In his book, Levitt argues that "My awakening came in late 1987. I was making $200,000 a year and living on a five-acre wooded estate in an exclusive community. I traveled, dined and lodged first class, and drove only the finest luxury cars. By then I had directed more than 200 anti-union campaigns--and lost only five--and had trained craven managers to go and do likewise at their own companies. I was at the top of my field, one of the best and one of the richest. No, I was not driven from the field by need. I was driven by horror and remorse".

==Criticism ==

AFL-CIO Western Regional Director David Sickler said, "He strikes me as a cheesy hustler. He made a living fighting us and now he wants to make a living showing us how bad he was to us. He's never been big on morality."

Levitt's detractors have viewed him as an opportunist. Some say his claims were untrue. Per Levitt: "When Nick Sangalis, Sheridan's second in command ratified my hiring, he commented 'the kid from Cleveland was the best damned bullshit artist I've ever met'".
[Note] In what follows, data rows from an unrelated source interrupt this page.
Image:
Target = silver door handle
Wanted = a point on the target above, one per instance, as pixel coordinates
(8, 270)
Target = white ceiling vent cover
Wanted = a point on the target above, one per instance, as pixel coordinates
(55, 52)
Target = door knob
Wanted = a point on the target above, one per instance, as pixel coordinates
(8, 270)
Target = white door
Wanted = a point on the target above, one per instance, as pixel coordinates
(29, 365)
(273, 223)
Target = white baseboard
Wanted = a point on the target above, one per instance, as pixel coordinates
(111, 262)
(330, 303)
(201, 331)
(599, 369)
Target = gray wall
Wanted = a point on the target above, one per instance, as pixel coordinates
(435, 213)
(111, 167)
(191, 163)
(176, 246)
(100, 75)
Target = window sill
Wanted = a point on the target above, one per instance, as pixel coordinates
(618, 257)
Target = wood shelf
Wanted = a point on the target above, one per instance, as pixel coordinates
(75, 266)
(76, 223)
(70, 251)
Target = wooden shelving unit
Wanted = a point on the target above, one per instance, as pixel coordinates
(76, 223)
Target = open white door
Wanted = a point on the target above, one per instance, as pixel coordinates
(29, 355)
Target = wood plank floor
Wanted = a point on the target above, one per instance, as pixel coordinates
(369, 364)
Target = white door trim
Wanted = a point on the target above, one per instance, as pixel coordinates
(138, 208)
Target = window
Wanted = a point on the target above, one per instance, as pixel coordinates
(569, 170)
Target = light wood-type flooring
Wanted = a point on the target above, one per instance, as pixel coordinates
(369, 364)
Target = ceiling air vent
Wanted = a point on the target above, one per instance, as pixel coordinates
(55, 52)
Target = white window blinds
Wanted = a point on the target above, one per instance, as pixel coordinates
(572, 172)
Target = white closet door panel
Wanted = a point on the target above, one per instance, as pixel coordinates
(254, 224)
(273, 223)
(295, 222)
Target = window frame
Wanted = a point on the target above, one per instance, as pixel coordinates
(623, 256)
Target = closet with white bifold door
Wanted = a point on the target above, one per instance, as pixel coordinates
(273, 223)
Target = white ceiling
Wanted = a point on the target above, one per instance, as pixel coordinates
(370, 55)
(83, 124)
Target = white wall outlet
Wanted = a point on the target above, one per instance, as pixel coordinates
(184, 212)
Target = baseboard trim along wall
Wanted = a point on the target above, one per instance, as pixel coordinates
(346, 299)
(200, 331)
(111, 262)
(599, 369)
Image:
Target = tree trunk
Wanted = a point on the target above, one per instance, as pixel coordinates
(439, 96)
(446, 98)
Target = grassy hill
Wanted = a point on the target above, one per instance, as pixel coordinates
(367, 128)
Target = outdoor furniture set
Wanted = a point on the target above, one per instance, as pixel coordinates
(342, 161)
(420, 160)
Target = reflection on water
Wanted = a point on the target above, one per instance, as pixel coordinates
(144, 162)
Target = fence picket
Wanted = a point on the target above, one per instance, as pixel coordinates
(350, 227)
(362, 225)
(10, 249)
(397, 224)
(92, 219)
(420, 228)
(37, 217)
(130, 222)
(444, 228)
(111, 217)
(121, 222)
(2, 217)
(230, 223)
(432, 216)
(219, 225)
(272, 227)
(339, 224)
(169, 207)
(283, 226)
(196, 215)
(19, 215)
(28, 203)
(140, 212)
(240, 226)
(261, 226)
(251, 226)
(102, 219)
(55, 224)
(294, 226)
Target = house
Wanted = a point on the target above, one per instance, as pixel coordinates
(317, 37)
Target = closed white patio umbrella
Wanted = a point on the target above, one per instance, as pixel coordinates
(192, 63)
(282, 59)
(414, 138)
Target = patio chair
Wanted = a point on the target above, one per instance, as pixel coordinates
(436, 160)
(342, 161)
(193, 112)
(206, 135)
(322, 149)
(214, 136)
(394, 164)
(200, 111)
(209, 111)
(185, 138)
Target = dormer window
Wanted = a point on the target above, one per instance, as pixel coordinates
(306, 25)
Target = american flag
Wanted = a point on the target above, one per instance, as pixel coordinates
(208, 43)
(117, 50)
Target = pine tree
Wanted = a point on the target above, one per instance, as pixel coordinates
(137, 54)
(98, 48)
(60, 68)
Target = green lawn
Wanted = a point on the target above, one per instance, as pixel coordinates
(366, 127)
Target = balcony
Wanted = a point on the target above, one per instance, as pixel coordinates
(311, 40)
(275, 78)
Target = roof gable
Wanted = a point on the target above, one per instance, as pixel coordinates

The Culinary Union blocked the AFL-CIO's efforts to have Martin Levitt write a "bust the union busters" brochure and a training film for organizers due to their mistrust from an experience with him years previous as an organizer in 1975. It started with his firing from 3M (Modern Management Methods) for failure to pay back a corporate loan of $5000. Simultaneously with that firing he took a job with World Airways as a supervisory trainer but was fired after a few months for conduct unbecoming which made him seek work. He began "counter organizing" on his own at Rusty Scupper where he met Chuck Irvine, the president and chief organizer of Hotel Employees and Restaurant Employees Union and Bartenders International Union Local 28 who asked him to join them as an organizer. As he'd done in the past with other employers, he managed to get a $5000 loan (from the union) but was soon outed as a double agent and found himself unemployable by both sides, in bankruptcy again and seeking work.

Barbara Noble, a New York Times writer, asked in her article if Levitt was just a bad apple or was he representative of people in his field. She said, "He seems to take a compromise view that his more unfortunate personal proclivities – greased by scotch and vodka – allowed him to avoid his conscience". In one breath he claims his book is an act of contrition for victims of his union campaigns but makes no visible apology to the victime of his forgeries and fraudulent check scams. which got him in far more trouble than any dirty trick he ever played on a union.

Jack Sheridan, Levitt's first labor employer said, “Over the years I've trained about 155 people. There were maybe two I wish I'd never met. One was Levitt. I think of the movie 'Elmer Gantry,' where the guy is screwing everybody yet still convinced them he believed in God. I don't think Marty knows what the hell the truth is."